3 Inspiring Women Share What Fit Means to Them

We’re drip-fed a stereotype of what fit looks like: lean, slim and magically, maddeningly sweat-free. But real fitness is messy, sweaty and comes in every shape and size.

Featuring our favourite new season sportswear picks from Very, we spoke to three women who are breaking down the stereotypes to find out what fit means to them, and why they love what they do.

Rini Jones (@abrowngirlruns), marathon runner

‘I got into running at 21 after moving to Paris as part of my degree; a friend signed up for the marathon and it sparked the idea in my head. I’d had quite a chequered past with disordered eating and exercise in my teens, and training for a race helped move the focus away from what I looked like and onto what my body could do.

‘My family’s reactions were complex. When I completed my first marathon, they were surprised, proud even. But when that first turned into a fifth, the novelty quickly wore off. Once I started lifting weights, their confusion turned to concern. In South Asian cultures, women are meant to be soft and demure, not strong and muscular. Even now, my family will say to me: “You look great, but don’t get any bigger.” I think to myself, “Don’t they understand that I can run for four hours straight, that I can squat 80kg?”

Ian Harrison

‘I’ve lost count of the number of times I’ve rocked up to the start line and not seen a single other brown woman. Even now, I can’t think of a major campaign in which I’ve seen a South Asian woman running.

‘I’ve run at lots of different sizes. I’ve been thinner, I’ve been bigger than I am now, and I’ve been able to complete a marathon at every size. You don’t have to look a certain way to run, which I find really affirming. I didn’t expect to get messages from so many other women when I started my Instagram page, but it’s hugely motivating. I want to be the representation I wish I’d seen in my teens.’

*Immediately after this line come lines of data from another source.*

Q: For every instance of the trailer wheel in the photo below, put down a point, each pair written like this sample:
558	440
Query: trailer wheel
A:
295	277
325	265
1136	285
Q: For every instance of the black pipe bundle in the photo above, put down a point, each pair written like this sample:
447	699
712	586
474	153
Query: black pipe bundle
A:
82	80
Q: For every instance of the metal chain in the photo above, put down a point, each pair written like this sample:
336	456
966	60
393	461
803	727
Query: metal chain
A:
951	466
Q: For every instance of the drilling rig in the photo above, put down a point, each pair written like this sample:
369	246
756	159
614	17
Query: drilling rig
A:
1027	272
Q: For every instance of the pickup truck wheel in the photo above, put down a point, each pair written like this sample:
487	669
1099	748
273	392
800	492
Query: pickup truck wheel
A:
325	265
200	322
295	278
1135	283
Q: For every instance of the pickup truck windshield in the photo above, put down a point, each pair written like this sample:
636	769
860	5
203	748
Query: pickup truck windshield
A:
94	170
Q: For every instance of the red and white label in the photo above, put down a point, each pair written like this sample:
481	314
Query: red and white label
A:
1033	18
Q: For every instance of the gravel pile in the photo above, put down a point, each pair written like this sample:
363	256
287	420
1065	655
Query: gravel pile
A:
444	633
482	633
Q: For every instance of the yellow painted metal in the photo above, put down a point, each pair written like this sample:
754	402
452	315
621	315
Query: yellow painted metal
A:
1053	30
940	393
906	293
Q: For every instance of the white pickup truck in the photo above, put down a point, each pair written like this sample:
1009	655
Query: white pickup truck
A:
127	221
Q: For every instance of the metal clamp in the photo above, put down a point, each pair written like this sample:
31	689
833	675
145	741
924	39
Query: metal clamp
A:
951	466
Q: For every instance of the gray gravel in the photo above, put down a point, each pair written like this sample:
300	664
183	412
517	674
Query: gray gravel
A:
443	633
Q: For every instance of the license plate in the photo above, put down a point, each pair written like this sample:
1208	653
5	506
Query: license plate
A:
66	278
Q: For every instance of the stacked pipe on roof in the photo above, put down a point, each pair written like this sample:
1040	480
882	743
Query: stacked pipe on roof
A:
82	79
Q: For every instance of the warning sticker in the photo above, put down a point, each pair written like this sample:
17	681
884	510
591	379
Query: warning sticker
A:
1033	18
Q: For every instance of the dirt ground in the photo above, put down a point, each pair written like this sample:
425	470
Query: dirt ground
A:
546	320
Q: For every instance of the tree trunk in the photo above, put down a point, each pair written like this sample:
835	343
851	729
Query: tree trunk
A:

Clara Holmes (@rollinfunky), boxer

‘I have Ehlers-Danlos syndrome, which is an inherited connective tissue disorder. It means my hips can no longer support me, and I’ve been a wheelchair user since I was 25. For the first five years after I became wheelchair bound, I was definitely grieving.

‘But I didn’t want to take that into my 30s. I could be here for the next 20, 30, 40 years – I don’t want to live like that. I had to accept that this was my situation, and start putting things in motion to improve my life. That’s when I started exercising again.

Ian Harrison

‘I began with stretching, then moved on to using dumbbells and resistance bands at home. Last year, I joined a gym and I’ve just been growing in confidence ever since. I’ve started boxing with a trainer – it’s a great way to get out your frustrations and one of the best workouts you can do for your upper body. Exercise stops me from getting stiff, but I do it for the mental health benefits. I’m addicted to the feeling of invincibility it gives me.

‘When you see disabled people in the media they’re often Paralympians, and us mere mortal wheelchair users can’t always aspire to that. We can’t just throw our bodies into things. But hopefully, by sharing my experiences I can inspire others. Because, for me, fit is a state of mind.’

Yanar Alkayat (@yanarfitness), competitive lifter

‘Fit to me means having a body that’s going to withstand whatever life throws at you, whether it’s having to run for a bus or lift a heavy suitcase.

‘I’ve always been into sports, but my reasons for doing it have changed. In my 20s, I worked out to stay slim. In my early 30s, I ran marathons because I wanted the challenge. But suddenly I could see 40 approaching and I realised I needed to future-proof my health. I’d always been fit, but I’d never been strong.

‘I started CrossFit classes at the Royal Docks Fitness in London. I remember the first time I walked in, seeing the grit, the sweat, and men and women of all shapes, sizes and backgrounds smashing their workouts. It was so inspiring.

Ian Harrison

‘After a few years, I began one-to-one coaching for the olympic lifts, and within six months, I was doing my first lifting competition. It took a while to adjust. My coach would say: “You’re looking strong,” and I’d think, “That means I’m looking big.” I just had to get over it. I was building muscle, which is what I wanted. I feel really comfortable in my body now. I’m toned and strong. Before, I’d always worked out purely for aesthetics, and you’re never going to be happy if that’s your only focus. I used to cover up my legs and arms when I worked out – now I wear as little as possible!

‘As soon as fitness became about performance and achievements instead of aesthetics, it was incredibly liberating. I encourage everyone to work out with purpose, because that’s when you feel free.’